Distributed & Object Storage

  • Limited File Format Support: Distributed execution and MinIO/Object Store integration are currently scoped to Parquet files only. CSV and in-memory sources are currently not supported in remote worker contexts.
  • Not intentionally de-scoped but tech-debt from poor architecture planning: In actual query engines, the physical plan is serialized and sent to workers, not the logical ones
  • There is no DAG traversal, we assume that the join stage always executes last
  • Tech debt: Many of our classes have deprecated methods for backward compatibility for our tests

Future Roadmap

  • Task 7.1 (Coordinator HA): Remove the Scheduler as a single point of failure. Use a lightweight consensus library or external store (like etcd) to elect a "Leader" scheduler.

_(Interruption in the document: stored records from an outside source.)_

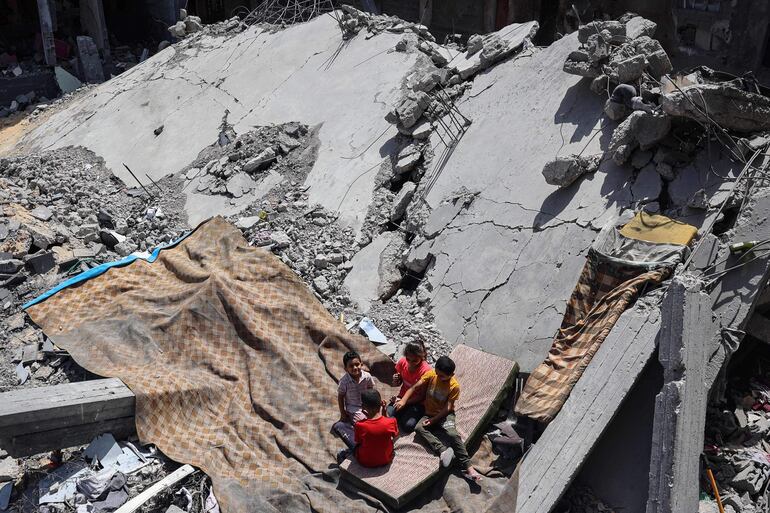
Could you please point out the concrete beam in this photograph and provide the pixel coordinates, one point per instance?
(544, 474)
(701, 331)
(46, 31)
(680, 408)
(34, 420)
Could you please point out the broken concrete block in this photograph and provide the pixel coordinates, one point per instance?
(582, 69)
(263, 160)
(280, 240)
(178, 30)
(647, 186)
(192, 24)
(240, 184)
(42, 236)
(475, 44)
(40, 263)
(244, 223)
(321, 284)
(390, 264)
(640, 158)
(42, 213)
(615, 28)
(412, 107)
(731, 108)
(629, 70)
(641, 129)
(699, 201)
(402, 200)
(564, 170)
(638, 27)
(657, 59)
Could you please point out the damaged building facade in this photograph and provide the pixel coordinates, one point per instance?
(581, 226)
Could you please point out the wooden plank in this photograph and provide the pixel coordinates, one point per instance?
(45, 409)
(551, 465)
(43, 441)
(168, 481)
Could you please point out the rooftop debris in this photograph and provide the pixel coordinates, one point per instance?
(666, 143)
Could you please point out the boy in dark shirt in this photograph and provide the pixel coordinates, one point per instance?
(374, 436)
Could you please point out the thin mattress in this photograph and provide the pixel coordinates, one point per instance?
(485, 381)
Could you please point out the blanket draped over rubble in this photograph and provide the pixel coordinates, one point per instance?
(233, 361)
(618, 270)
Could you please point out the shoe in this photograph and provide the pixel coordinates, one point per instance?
(342, 455)
(446, 457)
(472, 476)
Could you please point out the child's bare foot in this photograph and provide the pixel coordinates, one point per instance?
(472, 475)
(446, 456)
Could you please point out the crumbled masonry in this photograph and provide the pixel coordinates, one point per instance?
(448, 187)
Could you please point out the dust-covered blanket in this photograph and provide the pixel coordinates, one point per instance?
(233, 361)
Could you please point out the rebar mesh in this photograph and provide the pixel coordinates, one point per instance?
(289, 12)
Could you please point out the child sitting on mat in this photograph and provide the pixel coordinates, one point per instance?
(374, 436)
(409, 369)
(355, 381)
(441, 392)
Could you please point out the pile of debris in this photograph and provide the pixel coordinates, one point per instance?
(737, 446)
(619, 51)
(65, 213)
(236, 166)
(100, 478)
(188, 25)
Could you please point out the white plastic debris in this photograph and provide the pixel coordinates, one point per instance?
(374, 335)
(105, 450)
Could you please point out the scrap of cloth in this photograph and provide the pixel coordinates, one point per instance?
(233, 361)
(659, 229)
(617, 271)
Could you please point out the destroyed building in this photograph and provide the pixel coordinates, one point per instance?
(188, 248)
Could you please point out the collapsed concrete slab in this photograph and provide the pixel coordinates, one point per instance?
(705, 328)
(724, 104)
(303, 73)
(503, 272)
(554, 461)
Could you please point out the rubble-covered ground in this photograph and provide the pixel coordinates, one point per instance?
(421, 197)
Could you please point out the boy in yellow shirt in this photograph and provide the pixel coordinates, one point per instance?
(441, 392)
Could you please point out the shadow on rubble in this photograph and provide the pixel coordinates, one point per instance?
(614, 191)
(581, 108)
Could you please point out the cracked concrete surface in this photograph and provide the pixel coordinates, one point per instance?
(305, 73)
(506, 265)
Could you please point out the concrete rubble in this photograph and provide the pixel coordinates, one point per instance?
(442, 191)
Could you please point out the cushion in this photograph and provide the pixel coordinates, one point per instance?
(485, 381)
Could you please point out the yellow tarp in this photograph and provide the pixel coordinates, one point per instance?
(659, 229)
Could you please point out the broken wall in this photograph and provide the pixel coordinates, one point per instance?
(626, 445)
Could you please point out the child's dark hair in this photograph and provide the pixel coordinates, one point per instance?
(349, 356)
(415, 349)
(445, 365)
(371, 398)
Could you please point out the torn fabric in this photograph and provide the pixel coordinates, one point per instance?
(617, 271)
(233, 361)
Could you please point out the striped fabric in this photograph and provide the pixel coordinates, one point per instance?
(603, 292)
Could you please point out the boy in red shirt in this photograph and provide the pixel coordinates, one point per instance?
(374, 436)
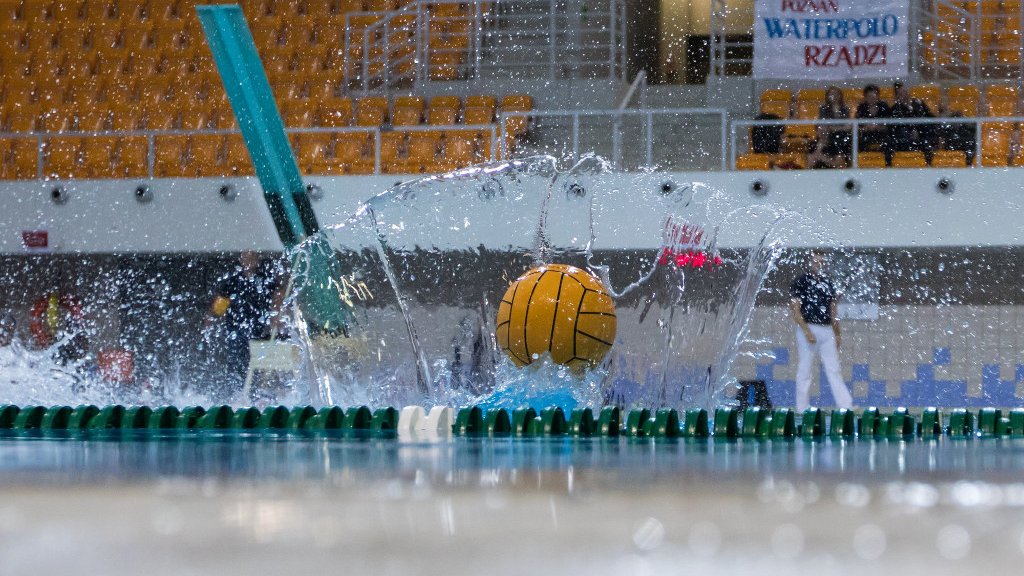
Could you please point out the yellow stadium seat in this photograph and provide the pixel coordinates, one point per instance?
(811, 94)
(237, 156)
(442, 116)
(406, 116)
(170, 156)
(96, 157)
(949, 159)
(478, 116)
(132, 159)
(62, 157)
(754, 162)
(1000, 91)
(777, 108)
(205, 156)
(870, 160)
(909, 160)
(481, 100)
(1001, 107)
(775, 95)
(967, 106)
(336, 113)
(22, 160)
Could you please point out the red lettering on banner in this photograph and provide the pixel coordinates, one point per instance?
(833, 56)
(809, 6)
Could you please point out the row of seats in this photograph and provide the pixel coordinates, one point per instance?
(213, 155)
(150, 110)
(999, 99)
(940, 159)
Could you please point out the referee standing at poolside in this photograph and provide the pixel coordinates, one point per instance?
(813, 305)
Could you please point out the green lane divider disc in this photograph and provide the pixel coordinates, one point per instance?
(726, 422)
(813, 423)
(962, 424)
(635, 420)
(246, 418)
(582, 422)
(987, 419)
(109, 418)
(931, 423)
(901, 424)
(843, 423)
(1003, 427)
(1016, 422)
(553, 421)
(190, 416)
(328, 418)
(384, 419)
(667, 423)
(468, 421)
(8, 413)
(783, 423)
(869, 421)
(695, 423)
(81, 416)
(136, 417)
(299, 415)
(56, 418)
(164, 417)
(31, 417)
(609, 421)
(217, 417)
(357, 418)
(521, 418)
(273, 417)
(752, 421)
(498, 422)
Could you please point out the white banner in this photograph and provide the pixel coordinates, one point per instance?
(830, 39)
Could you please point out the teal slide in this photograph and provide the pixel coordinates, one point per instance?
(249, 91)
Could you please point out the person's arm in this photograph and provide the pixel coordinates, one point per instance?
(798, 317)
(834, 314)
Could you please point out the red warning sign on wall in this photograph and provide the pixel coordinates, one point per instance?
(36, 239)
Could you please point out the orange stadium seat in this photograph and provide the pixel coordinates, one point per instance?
(62, 157)
(132, 159)
(776, 94)
(909, 160)
(754, 162)
(948, 159)
(870, 160)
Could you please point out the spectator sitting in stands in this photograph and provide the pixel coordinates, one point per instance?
(958, 135)
(766, 139)
(910, 137)
(872, 137)
(834, 145)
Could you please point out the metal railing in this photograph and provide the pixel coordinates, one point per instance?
(636, 140)
(939, 123)
(421, 42)
(43, 139)
(965, 43)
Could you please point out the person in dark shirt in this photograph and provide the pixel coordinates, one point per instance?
(766, 139)
(961, 136)
(244, 305)
(910, 137)
(813, 304)
(835, 142)
(870, 136)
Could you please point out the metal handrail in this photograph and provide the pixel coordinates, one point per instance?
(855, 124)
(151, 136)
(616, 115)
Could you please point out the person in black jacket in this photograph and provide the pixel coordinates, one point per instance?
(872, 137)
(910, 137)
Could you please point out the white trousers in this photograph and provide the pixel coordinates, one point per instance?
(824, 346)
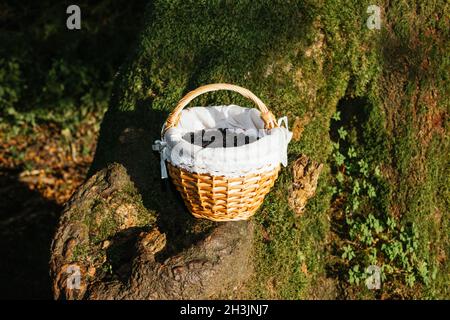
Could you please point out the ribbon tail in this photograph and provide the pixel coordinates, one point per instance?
(163, 169)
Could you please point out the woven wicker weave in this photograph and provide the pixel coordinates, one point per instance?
(221, 198)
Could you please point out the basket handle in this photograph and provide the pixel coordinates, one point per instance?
(267, 116)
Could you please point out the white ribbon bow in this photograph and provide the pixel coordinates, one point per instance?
(161, 146)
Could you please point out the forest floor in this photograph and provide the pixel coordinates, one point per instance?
(40, 168)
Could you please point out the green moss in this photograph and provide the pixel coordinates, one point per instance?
(262, 45)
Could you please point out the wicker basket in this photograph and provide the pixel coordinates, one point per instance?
(221, 198)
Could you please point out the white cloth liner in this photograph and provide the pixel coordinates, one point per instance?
(259, 156)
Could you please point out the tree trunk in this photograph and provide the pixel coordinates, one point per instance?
(128, 231)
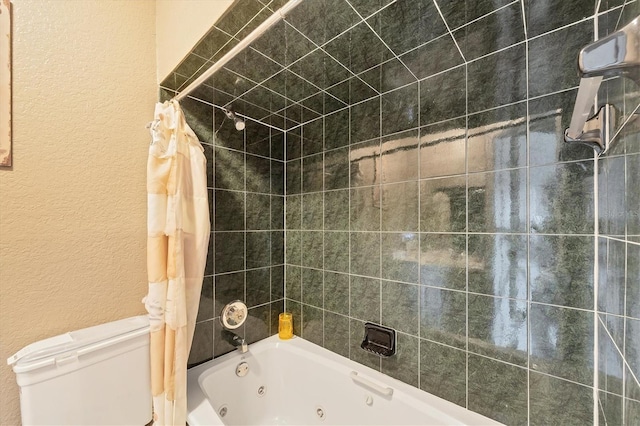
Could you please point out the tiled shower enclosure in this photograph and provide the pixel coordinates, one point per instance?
(403, 163)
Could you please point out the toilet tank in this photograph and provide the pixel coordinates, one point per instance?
(94, 376)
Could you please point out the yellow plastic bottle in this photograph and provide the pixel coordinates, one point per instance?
(285, 325)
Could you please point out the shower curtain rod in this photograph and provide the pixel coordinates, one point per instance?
(253, 35)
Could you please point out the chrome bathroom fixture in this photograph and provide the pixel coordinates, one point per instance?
(233, 315)
(617, 54)
(232, 116)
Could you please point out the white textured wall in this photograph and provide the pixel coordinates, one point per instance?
(180, 25)
(73, 208)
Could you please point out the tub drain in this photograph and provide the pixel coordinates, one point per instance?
(320, 413)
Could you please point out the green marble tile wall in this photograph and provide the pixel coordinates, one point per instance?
(427, 187)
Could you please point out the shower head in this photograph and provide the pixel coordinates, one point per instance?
(239, 123)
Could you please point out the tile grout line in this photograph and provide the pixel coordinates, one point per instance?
(449, 30)
(528, 201)
(383, 42)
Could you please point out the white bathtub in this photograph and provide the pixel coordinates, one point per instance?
(295, 382)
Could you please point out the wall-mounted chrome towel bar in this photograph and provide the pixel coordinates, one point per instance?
(614, 55)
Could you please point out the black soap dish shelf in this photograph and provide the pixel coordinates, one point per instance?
(379, 340)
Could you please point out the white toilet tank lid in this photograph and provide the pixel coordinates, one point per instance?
(80, 342)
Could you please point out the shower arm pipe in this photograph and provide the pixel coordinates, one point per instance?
(250, 38)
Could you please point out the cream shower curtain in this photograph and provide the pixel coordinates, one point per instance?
(177, 241)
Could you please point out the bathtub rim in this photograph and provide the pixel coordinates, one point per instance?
(201, 412)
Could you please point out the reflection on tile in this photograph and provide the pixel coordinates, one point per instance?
(258, 249)
(294, 211)
(337, 17)
(550, 115)
(404, 364)
(492, 32)
(229, 251)
(498, 201)
(611, 278)
(406, 25)
(358, 49)
(258, 208)
(498, 390)
(633, 278)
(611, 406)
(312, 137)
(399, 305)
(258, 324)
(443, 96)
(399, 159)
(336, 210)
(556, 401)
(336, 168)
(312, 211)
(552, 59)
(336, 292)
(498, 265)
(443, 372)
(229, 210)
(497, 79)
(566, 278)
(458, 14)
(294, 283)
(561, 342)
(258, 174)
(400, 109)
(443, 316)
(365, 299)
(229, 169)
(399, 206)
(228, 287)
(258, 287)
(633, 195)
(294, 247)
(539, 20)
(632, 357)
(443, 260)
(365, 120)
(296, 310)
(443, 204)
(205, 307)
(277, 282)
(200, 117)
(312, 173)
(277, 212)
(610, 362)
(386, 77)
(436, 56)
(336, 251)
(312, 249)
(400, 257)
(365, 208)
(336, 333)
(498, 139)
(498, 328)
(356, 353)
(365, 167)
(442, 148)
(312, 287)
(312, 324)
(561, 198)
(336, 127)
(202, 348)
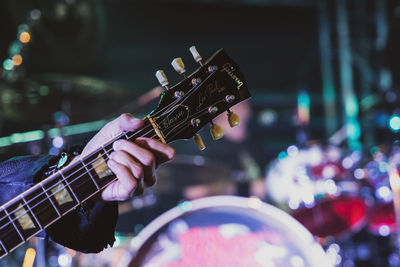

  • Task 7.2 (Lineage-based Recovery): If a Worker fails (or is scaled down) mid-query, the Scheduler marks its tasks as Pending and re-assigns them. Implement lineage-based re-computation.

  • Task 7.3 (Elastic Autoscaling): Implement a reactive scaler. If the "Pending Task" queue grows beyond a threshold, the Scheduler automatically triggers a script to spin up new worker containers.

  • Success Criteria: You can kill the leader Scheduler or a worker during a massive shuffle join, and the system elects a new leader and heals the data flow without failing the query.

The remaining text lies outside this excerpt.